Opening Session of the Extraordinary Assembly of the Synod of Bishops at the Vatican on Oct. 6, 2014. / Mazur/catholicnews.org.uk (CC BY-NC-SA 2.0).

October's synod of bishops on the family should take on a global perspective, rather than sticking to isolated issues found primarily in western society, African Church leaders have said.

The chance that voices of the European Church could dominate synod discussion is "a danger of a Eurocentric Synod without strong input from Africa," Fr. Joseph Healey of the Maryknoll Society told the Catholic News Agency for Africa (CANAA) in an article published July 16.

African bishops and Church leaders recently gathered in Nairobi, Kenya for the final phase of three-year evaluation of the Catholic Church on the continent, during which discussion largely fell to topics surrounding the Oct. 4-25 gathering in Rome.

The meeting, titled "The vocation and mission of the family in the church and the modern world," is a follow-up of last year's extraordinary synod on the family, which focused on the various challenges facing family life today.

An unnamed participant in the colloquium sympathized with Fr. Healey's concerns, pointing to what they saw as several gaps in last year's synod discussion, particularly when it comes to issues surrounding the African Church. 

In the concluding document of last year's gathering no mention was made of "HIV and AIDs, not one reference. No mention to female genital mutilation.
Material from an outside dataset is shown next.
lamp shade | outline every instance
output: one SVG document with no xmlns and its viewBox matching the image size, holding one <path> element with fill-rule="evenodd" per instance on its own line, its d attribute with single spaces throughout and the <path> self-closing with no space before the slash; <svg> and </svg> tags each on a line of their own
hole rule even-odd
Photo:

No mention of children-headed households," the participant noted. 

However, the participant observed that a reason Africa's voice is seemingly missing from the discussion is that the continent's bishops haven't yet developed a strategy to clearly present these issues in Rome.
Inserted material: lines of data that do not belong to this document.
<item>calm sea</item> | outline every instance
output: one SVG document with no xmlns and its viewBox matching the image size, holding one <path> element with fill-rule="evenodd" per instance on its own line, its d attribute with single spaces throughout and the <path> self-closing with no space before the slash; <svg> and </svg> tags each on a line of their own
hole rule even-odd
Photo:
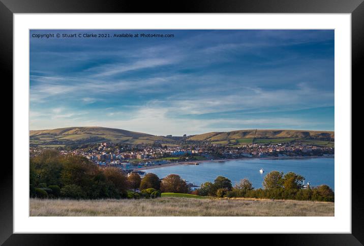
<svg viewBox="0 0 364 246">
<path fill-rule="evenodd" d="M 265 172 L 259 172 L 260 168 Z M 289 159 L 251 159 L 209 162 L 199 165 L 180 165 L 144 170 L 162 178 L 172 173 L 178 174 L 196 186 L 207 181 L 213 182 L 218 176 L 226 177 L 233 186 L 240 179 L 247 178 L 255 188 L 262 187 L 264 176 L 271 171 L 284 173 L 294 172 L 305 177 L 305 184 L 311 186 L 325 184 L 333 190 L 334 187 L 333 158 L 301 158 Z"/>
</svg>

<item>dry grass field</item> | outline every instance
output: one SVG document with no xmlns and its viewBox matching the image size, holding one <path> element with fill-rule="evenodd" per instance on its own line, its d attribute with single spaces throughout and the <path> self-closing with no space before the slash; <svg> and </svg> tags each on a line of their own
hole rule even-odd
<svg viewBox="0 0 364 246">
<path fill-rule="evenodd" d="M 334 203 L 162 197 L 140 200 L 30 199 L 31 216 L 333 216 Z"/>
</svg>

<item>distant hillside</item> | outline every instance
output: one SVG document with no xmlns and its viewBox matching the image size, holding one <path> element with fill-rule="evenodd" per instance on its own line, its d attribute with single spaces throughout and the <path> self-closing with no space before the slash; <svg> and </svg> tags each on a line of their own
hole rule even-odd
<svg viewBox="0 0 364 246">
<path fill-rule="evenodd" d="M 231 132 L 210 132 L 190 137 L 199 141 L 221 141 L 244 139 L 295 138 L 332 141 L 334 132 L 292 130 L 242 130 Z"/>
<path fill-rule="evenodd" d="M 97 127 L 69 127 L 31 131 L 31 145 L 64 146 L 101 142 L 128 144 L 153 144 L 156 141 L 172 143 L 176 141 L 210 142 L 223 145 L 252 143 L 284 142 L 292 141 L 319 145 L 333 145 L 334 132 L 290 130 L 244 130 L 214 132 L 190 136 L 165 137 L 115 128 Z M 311 142 L 310 142 L 311 141 Z"/>
<path fill-rule="evenodd" d="M 63 145 L 100 141 L 128 143 L 153 143 L 156 140 L 173 141 L 165 137 L 122 129 L 85 127 L 30 131 L 31 144 Z"/>
</svg>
"Unlike other continents, which plan together and then come with clear priorities, our African interventions are often scattered and not planned together."

The German bishops' conference is known for its unified push to change Church doctrine when it comes to access to the sacraments for Catholic persons who have been divorced and civilly remarried.

In late May the German bishops conference paid for the plane tickets and hotels of German journalists traveling from abroad to Rome to cover a closed-door "shadow council" set to coincide with the ordinary meeting of the Synod of Bishops,' a source in a Vatican congregation revealed.

While the Synod of Bishops met with Pope Francis, participants in the "shadow council" gathered to speak on the most contentious issues of the Synod on the Family, which include approval of gay unions and Communion for the divorced and remarried. 

According to the German bishops' conference, the largest part of comments dealt with the issues of the divorced and civilly remarried, cohabiting couples and same-sex unions.

Last month Cardinal Robert Sarah, Prefect of the Vatican Congregation for Divine Worship and Discipline of the Sacraments, brought the topic of Africa's disorganization up in a June 9 address to African Church leaders gathered in Accra, Ghana, for a consultative meeting ahead of the October synod.

He encouraged Church leaders in Africa to speak "with one credible voice" on the family.

Bishop Kevin Dowling of Rustenburg, South Africa, gave a presentation at the Kenya gathering, explaining that rather than focusing on mainly western issues, synod discussion should instead center on "hurting and struggling parents and families." 

He said discussion ought to address "all the systemic issues which threaten relationships between people in societies and make it so hard for parents today to nourish their relationship with their own children and so bring them up in wholesome and life-giving ways."

"Instead of individualism, anthropocentricism, and the capitalist concept of a development that cannot be sustained, Africa and other indigenous communities offer the world a more wholesome and holistic value," he said. 

The bishop identified the disconnect between religion and culture as a challenge the secularized western world is currently facing.

Although the challenges to the Church in Africa are generally of a different nature, Bishop Dowling said Church leaders can't pretend that the secularized world still won't affect or have an impact on youth, families and African society as a whole. 

"In some places, it is already having an impact," the bishop remarked, and encouraged further reflection going into the future.